Bank titil atau bank plecit merupakan bagian bentuk bank yang dalam pembayarannya biasanya dicicil setiap hari atau setiap minggu sekali. Dalam pelaksanaannya bank titil –baik perorangan maupun badan usaha—memberikan bunga pinjaman di atas bunga-bunga bank konvensional. Bahkan bisa sampai 20 persen. Maka bisa dikatakan pemilik bank titil adalah rentenir. Yakni, suatu usaha ekonomi yang termasuk kategori haram karena dinilai mengandung riba.

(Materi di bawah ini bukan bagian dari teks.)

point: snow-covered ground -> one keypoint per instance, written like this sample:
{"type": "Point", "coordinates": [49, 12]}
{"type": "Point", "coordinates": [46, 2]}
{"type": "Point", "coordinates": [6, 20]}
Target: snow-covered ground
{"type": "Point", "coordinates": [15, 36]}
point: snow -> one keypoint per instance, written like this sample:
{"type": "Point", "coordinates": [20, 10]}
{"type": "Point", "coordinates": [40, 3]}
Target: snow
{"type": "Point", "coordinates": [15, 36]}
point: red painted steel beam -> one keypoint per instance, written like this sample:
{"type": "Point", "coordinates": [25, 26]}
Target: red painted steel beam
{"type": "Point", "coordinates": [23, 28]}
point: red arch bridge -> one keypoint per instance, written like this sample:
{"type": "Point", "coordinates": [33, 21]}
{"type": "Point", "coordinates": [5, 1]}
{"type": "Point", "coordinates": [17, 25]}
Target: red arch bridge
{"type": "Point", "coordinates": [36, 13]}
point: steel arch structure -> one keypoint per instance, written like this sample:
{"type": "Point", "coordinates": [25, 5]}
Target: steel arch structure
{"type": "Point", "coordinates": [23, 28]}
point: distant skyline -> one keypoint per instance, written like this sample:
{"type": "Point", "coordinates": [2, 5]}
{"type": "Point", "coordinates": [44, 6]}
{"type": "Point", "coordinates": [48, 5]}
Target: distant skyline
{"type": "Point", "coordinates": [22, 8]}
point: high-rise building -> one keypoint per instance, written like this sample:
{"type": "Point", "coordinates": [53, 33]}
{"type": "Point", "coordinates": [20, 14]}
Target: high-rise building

Namun para pedagang kecil, terutama di pasar-pasar tradisional, lebih sering memanfaatkan jasa para pelaku bank titil dibanding bank umum, karena prosedur yang ditempuh sangat mudah, cepat, dan cara pengembaliannya pun tidak harus menyetor, tetapi cukup diambil oleh pelaku bank titil. Artinya, peminjam cukup di tempat, baik untuk meminjam maupun mengembalikannya. Prosedur dan mekanisme ini dirasa sangat memudahkan bagi para pedagang kecil.

Sejatinya praktik bank titil cenderung merugikan para nasabahnya, khususnya pedagang kecil, karena mereka mematok bunga tinggi, bisa sampai 20-25 persen sekali pinjam dalam tempo tidak lebih 2,5 bulan. Sehingga praktik bank ini cenderung mencekik masyarakat.